He was speaking to Christians. Why pray that Christ should dwell in their hearts when he was already there by faith, anyway?

In John’s gospel, some would–be disciples ask Jesus, “Where do you live?” The Greek is, “Pou meneis?” i.e., “Where are you staying?”

But in Ephesians, Paul doesn’t pray that Jesus will stop over in their hearts, the word he uses is not meno, to stay or to stop over. It is katoikesthai, which means to settle down and be at home.

When Jesus settles down in our hearts, when our lives are fully open to him, then his grace fills us, because grace comes with Jesus, and his grace is wherever he is.

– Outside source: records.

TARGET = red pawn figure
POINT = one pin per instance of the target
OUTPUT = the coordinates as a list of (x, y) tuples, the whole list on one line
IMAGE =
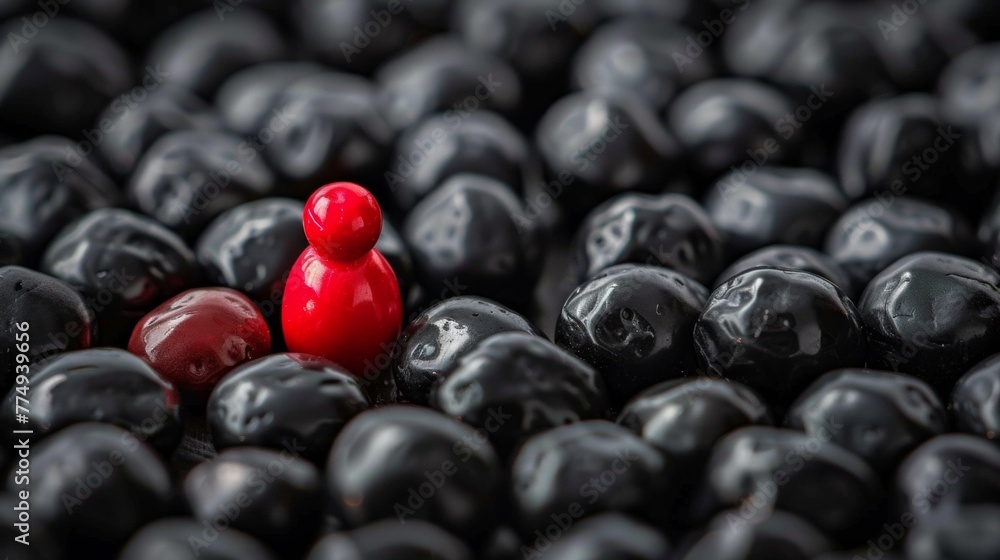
[(342, 299)]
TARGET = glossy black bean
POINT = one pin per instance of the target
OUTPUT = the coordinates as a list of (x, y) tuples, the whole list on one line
[(731, 123), (743, 534), (514, 385), (981, 16), (778, 330), (503, 543), (471, 231), (609, 536), (899, 145), (968, 86), (391, 245), (252, 247), (931, 315), (597, 145), (187, 178), (968, 534), (284, 399), (635, 55), (443, 145), (945, 474), (537, 37), (124, 264), (247, 97), (774, 205), (359, 35), (443, 74), (56, 79), (100, 485), (763, 468), (326, 127), (186, 539), (826, 55), (684, 418), (100, 385), (200, 52), (804, 259), (586, 468), (877, 415), (406, 463), (390, 540), (975, 400), (874, 233), (432, 343), (40, 315), (44, 185), (274, 496), (669, 230), (634, 324), (125, 132)]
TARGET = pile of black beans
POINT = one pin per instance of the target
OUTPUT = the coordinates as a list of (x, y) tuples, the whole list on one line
[(684, 279)]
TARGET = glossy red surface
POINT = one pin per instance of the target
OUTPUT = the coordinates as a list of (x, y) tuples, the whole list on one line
[(349, 311), (343, 221), (197, 337)]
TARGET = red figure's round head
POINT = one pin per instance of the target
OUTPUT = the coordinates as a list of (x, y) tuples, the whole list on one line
[(342, 221)]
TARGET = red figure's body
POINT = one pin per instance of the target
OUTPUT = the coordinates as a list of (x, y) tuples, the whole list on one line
[(342, 298)]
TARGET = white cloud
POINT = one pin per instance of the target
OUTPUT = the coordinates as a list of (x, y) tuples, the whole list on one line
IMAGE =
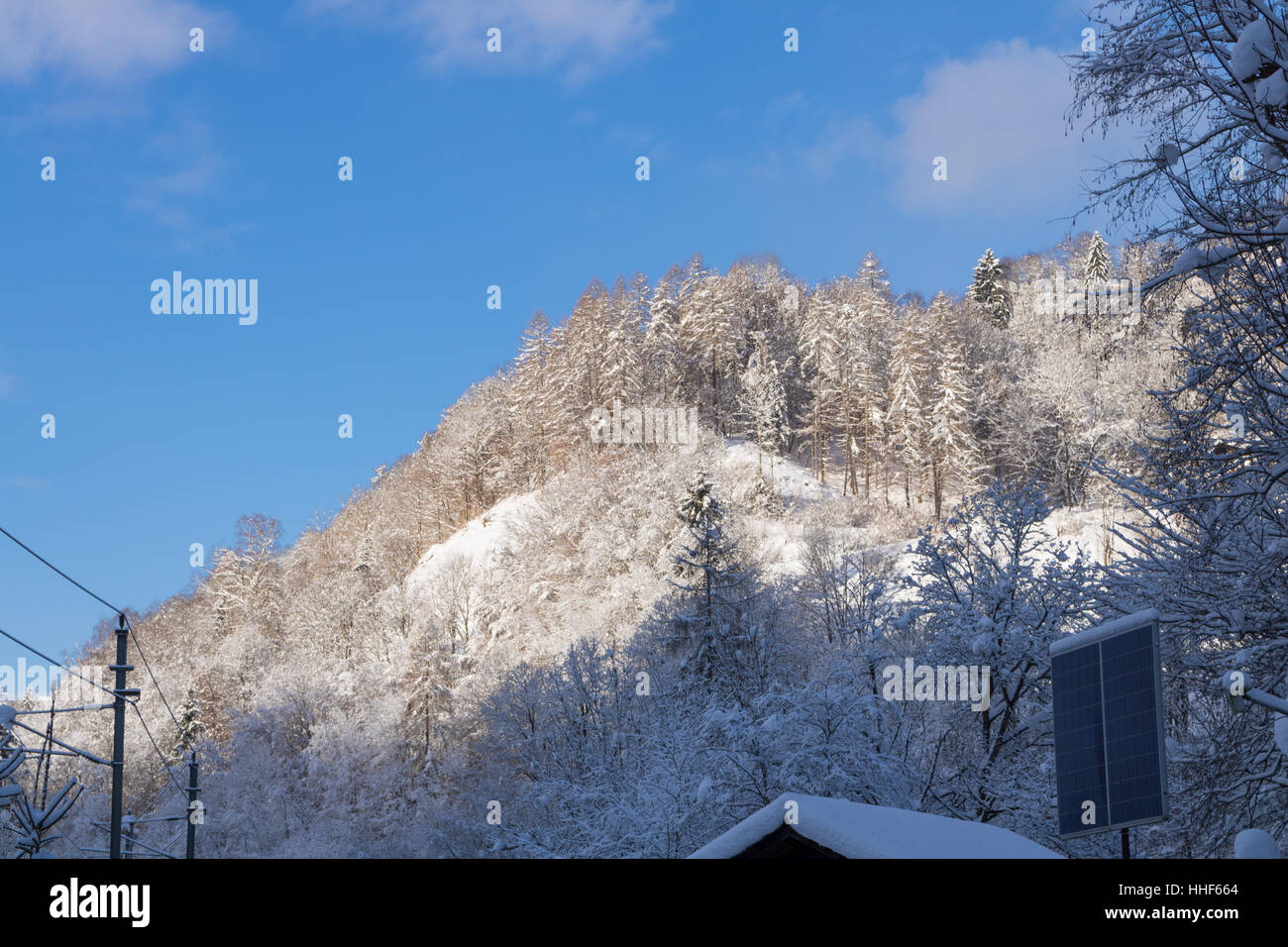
[(98, 39), (580, 37), (999, 120)]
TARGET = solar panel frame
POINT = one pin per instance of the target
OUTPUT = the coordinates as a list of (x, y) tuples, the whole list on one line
[(1064, 652)]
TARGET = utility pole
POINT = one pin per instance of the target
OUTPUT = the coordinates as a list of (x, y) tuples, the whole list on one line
[(193, 789), (119, 735)]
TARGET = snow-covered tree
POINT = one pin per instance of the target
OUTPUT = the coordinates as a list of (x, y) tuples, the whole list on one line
[(1209, 539), (988, 289)]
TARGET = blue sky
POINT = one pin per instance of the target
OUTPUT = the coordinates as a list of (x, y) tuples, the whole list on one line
[(471, 169)]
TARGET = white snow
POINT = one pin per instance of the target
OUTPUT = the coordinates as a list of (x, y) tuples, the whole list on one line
[(857, 830), (1254, 46), (1254, 843), (1100, 631)]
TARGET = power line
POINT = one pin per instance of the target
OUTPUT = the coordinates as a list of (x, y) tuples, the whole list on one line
[(58, 664), (129, 625), (165, 764), (97, 598)]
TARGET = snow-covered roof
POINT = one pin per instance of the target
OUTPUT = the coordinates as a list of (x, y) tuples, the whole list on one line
[(857, 830), (1108, 630)]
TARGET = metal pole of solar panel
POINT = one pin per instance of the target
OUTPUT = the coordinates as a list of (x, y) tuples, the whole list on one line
[(119, 738), (192, 804)]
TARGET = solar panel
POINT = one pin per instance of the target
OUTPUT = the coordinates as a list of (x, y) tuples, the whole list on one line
[(1108, 706)]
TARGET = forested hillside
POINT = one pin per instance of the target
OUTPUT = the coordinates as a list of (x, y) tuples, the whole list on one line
[(623, 647)]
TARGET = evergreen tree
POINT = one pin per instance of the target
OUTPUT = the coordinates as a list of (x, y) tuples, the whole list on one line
[(988, 290), (764, 405), (189, 727), (951, 436), (709, 578), (1098, 265), (906, 419), (1096, 269)]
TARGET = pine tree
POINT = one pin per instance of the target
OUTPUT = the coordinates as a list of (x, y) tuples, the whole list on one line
[(906, 421), (1098, 266), (764, 405), (988, 290), (952, 444), (1096, 269), (189, 727), (709, 578)]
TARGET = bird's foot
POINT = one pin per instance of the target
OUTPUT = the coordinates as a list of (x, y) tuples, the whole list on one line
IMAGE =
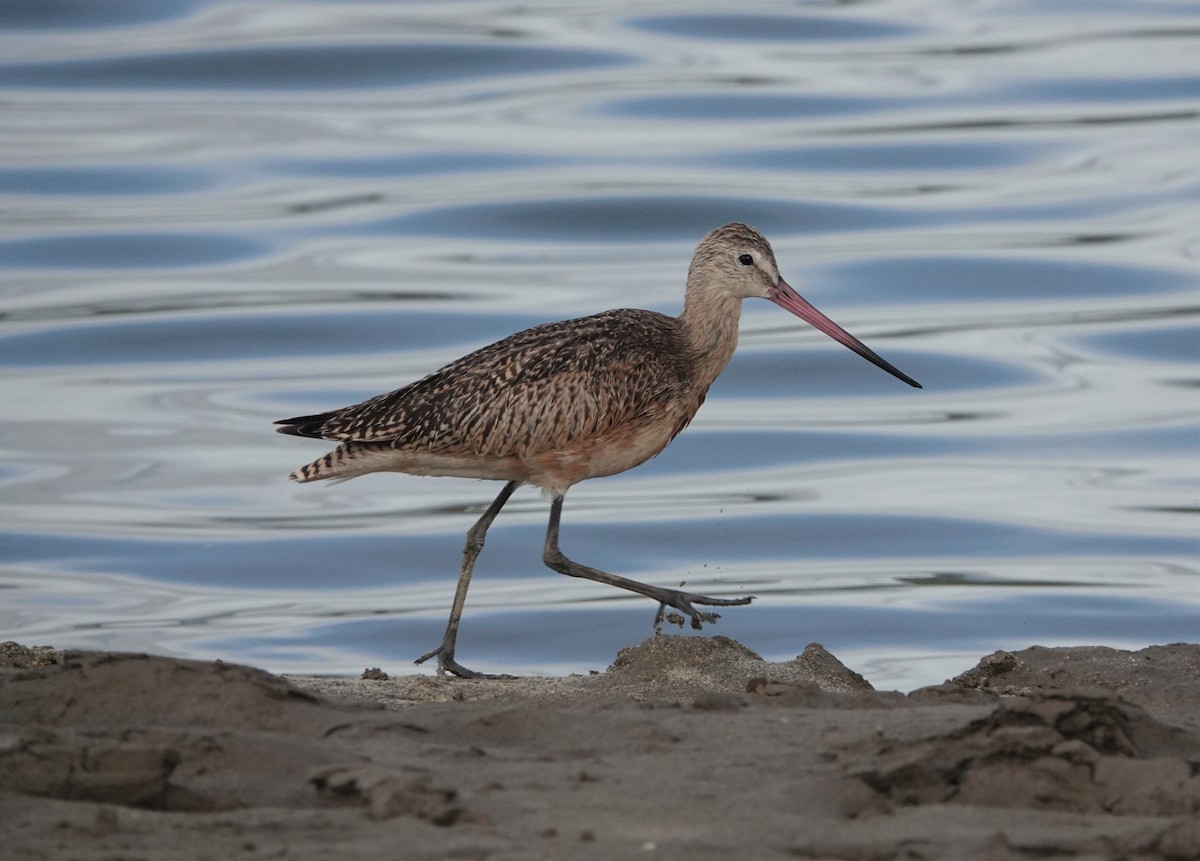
[(683, 602), (448, 664)]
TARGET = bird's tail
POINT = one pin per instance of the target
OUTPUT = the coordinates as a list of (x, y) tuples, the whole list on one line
[(346, 461)]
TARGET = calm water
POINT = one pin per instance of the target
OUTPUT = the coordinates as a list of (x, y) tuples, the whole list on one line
[(222, 214)]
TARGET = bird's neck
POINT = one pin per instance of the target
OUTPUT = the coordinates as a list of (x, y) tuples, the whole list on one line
[(711, 325)]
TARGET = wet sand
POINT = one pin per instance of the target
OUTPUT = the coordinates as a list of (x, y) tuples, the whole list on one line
[(687, 747)]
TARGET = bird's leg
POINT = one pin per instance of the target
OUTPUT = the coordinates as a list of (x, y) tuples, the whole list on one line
[(666, 597), (475, 536)]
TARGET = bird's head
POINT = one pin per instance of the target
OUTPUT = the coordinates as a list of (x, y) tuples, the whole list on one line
[(736, 262)]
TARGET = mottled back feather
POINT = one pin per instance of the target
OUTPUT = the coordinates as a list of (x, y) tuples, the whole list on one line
[(534, 391)]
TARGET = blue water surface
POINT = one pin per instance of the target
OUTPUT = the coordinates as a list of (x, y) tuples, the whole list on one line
[(214, 223)]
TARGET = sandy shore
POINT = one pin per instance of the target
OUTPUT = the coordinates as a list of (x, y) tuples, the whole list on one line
[(688, 747)]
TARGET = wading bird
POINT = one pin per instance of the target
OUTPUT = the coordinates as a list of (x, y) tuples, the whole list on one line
[(564, 402)]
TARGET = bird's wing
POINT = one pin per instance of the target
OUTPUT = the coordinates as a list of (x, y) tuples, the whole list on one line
[(534, 391)]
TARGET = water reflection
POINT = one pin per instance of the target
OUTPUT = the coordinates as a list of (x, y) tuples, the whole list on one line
[(214, 222)]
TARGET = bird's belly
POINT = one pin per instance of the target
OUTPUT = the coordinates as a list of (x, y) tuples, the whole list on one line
[(615, 452)]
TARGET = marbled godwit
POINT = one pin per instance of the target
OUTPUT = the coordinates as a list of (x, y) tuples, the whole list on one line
[(564, 402)]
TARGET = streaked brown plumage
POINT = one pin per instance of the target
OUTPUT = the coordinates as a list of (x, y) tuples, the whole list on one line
[(563, 402)]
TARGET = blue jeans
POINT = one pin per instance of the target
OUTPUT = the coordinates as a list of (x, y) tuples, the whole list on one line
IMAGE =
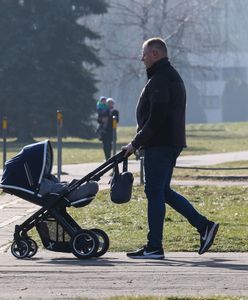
[(159, 163)]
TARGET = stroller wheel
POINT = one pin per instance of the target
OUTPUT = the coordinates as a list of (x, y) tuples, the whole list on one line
[(84, 244), (33, 247), (20, 249), (103, 241)]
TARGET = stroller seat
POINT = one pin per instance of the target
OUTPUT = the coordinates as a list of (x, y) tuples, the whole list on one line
[(78, 197)]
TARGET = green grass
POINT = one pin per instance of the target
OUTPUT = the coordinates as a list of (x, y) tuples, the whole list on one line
[(170, 298), (230, 169), (175, 298), (127, 228), (201, 139)]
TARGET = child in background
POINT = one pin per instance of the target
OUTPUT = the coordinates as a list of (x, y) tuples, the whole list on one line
[(103, 115), (102, 107)]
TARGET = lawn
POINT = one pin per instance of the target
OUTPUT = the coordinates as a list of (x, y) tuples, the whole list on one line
[(201, 139), (171, 298), (126, 224)]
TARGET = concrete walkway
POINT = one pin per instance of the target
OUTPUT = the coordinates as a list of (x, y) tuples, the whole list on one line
[(59, 275)]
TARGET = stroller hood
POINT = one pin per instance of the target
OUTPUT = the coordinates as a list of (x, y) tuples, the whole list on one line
[(25, 171)]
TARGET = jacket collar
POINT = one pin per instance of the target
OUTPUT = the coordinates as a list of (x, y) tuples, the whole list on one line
[(156, 66)]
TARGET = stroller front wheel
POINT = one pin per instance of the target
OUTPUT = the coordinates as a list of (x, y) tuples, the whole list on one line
[(103, 241), (20, 249), (33, 247), (84, 244)]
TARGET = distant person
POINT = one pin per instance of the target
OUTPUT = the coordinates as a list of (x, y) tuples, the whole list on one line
[(107, 128), (161, 133), (113, 112), (103, 115)]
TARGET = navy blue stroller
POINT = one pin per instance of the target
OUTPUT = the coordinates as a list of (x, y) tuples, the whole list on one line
[(22, 177)]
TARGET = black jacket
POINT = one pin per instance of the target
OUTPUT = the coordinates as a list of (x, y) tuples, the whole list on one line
[(161, 108)]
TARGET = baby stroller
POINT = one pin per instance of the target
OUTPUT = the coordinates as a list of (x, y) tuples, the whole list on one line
[(58, 231)]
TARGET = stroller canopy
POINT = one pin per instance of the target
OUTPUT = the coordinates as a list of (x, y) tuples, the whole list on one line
[(25, 171)]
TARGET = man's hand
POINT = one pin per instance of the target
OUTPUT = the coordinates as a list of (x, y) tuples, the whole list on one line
[(129, 148)]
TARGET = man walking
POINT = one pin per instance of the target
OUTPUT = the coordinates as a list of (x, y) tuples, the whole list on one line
[(161, 133)]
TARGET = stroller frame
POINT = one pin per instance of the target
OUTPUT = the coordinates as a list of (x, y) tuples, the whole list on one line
[(83, 243)]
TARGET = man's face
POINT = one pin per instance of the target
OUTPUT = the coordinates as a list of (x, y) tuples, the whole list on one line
[(147, 56)]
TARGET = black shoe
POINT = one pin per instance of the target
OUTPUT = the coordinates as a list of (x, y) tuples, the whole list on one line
[(207, 238), (147, 252)]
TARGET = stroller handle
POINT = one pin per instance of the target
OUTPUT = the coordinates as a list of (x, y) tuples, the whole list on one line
[(102, 169)]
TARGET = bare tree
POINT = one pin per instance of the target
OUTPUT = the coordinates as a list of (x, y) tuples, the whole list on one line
[(185, 25)]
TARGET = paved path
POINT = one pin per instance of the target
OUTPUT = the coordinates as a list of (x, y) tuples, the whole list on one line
[(58, 275)]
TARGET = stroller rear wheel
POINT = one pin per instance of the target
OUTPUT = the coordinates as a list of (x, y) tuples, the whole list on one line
[(84, 244), (20, 249), (103, 241)]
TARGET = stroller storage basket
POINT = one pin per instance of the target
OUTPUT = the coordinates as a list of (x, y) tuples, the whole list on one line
[(53, 235)]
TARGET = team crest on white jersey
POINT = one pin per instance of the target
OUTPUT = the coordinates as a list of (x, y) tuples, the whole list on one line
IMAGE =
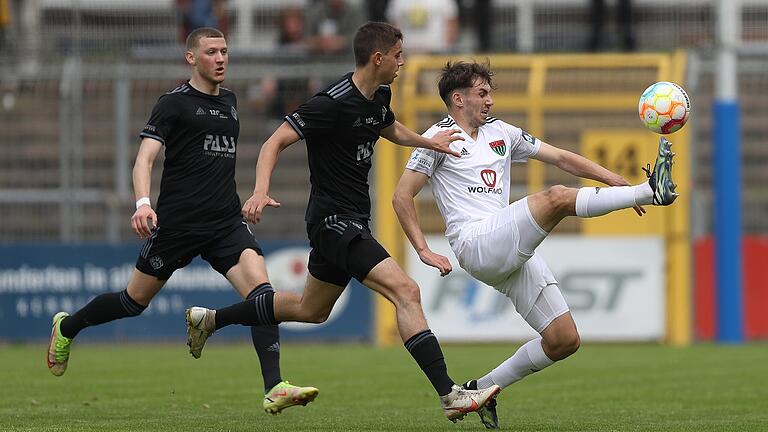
[(498, 147), (489, 177)]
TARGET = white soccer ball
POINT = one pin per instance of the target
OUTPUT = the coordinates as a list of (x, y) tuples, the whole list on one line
[(664, 107)]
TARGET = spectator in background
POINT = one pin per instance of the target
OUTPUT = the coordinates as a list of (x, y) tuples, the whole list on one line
[(202, 13), (596, 41), (5, 24), (284, 95), (331, 24), (377, 9), (431, 26)]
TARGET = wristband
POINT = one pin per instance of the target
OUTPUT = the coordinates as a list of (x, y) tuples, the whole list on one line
[(143, 200)]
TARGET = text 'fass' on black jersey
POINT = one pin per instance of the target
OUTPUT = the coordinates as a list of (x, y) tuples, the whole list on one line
[(341, 127), (200, 133)]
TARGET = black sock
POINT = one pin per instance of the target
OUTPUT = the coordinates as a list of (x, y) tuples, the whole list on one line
[(252, 312), (104, 308), (426, 351), (266, 341)]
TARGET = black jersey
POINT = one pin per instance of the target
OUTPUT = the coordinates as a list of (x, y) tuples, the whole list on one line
[(200, 133), (341, 127)]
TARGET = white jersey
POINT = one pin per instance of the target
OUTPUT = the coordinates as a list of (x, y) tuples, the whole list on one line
[(476, 185)]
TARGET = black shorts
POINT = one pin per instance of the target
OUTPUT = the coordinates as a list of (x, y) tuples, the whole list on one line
[(168, 250), (342, 248)]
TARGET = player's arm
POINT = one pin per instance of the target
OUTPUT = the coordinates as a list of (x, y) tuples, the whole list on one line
[(283, 137), (441, 141), (410, 184), (142, 176)]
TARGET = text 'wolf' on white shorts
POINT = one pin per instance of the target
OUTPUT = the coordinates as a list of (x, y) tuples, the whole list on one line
[(499, 251)]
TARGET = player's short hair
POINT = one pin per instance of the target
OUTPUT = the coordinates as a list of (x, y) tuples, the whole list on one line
[(193, 40), (372, 37), (460, 76)]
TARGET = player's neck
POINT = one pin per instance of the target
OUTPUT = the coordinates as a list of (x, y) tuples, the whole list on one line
[(465, 125), (365, 81), (204, 86)]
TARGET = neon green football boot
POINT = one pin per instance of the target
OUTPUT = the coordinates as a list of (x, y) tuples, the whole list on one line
[(285, 394), (58, 348)]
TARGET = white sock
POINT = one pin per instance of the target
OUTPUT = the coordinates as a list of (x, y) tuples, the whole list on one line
[(597, 201), (528, 359)]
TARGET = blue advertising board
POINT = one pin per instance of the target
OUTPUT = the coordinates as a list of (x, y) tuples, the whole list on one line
[(36, 281)]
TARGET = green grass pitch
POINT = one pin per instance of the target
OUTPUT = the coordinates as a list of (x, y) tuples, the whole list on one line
[(156, 387)]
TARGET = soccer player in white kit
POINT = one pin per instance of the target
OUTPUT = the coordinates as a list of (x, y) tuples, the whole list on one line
[(495, 241)]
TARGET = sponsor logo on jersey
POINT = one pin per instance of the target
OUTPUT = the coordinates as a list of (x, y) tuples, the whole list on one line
[(298, 119), (498, 147), (364, 152), (219, 146), (528, 137), (488, 176)]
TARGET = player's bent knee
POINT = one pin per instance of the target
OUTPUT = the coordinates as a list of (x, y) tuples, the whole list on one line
[(559, 196), (408, 294)]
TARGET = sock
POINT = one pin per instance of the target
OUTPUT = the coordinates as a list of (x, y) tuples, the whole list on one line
[(425, 349), (252, 312), (528, 359), (597, 201), (103, 308), (266, 341)]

Chris and I took the kids on holidays down the South Coast many years ago and stayed in a rented house. We could use any part of that house, except for one room which was locked. I imagine that the owners kept their belongings in there, the really important bits.

When we first invite Jesus in, there are many rooms where the really important bits are, and they are locked to Jesus.

Some people won’t let him into the part where their ambitions are; some won’t let him in where their sexuality lies; some won’t let him touch their family life; some won’t allow him in to some sin that they feel so bad about that they never really face it for themselves, let alone bring it to Jesus.

When we face those dark, locked areas, and don’t run from what is in them, or treasure up the contents lest someone take it from us, then grace begins to penetrate, because grace is accepting, grace is forgiving, and grace is, above all, liberating.

It is sin when I hold it in and refuse to face it; grace says, “I know what is in there, and I am no longer so afraid that I won’t face it.”

I knew a woman some years ago who was severely sexually abused as a child, and refused to face it. She admitted it, but she said, “That’s the past. I am not going back there again.”

She was physically abused.

She emotionally abused her husband and her child. She wanted her husband and hated him at the same time. He never knew where he stood with her. He is a broken man today.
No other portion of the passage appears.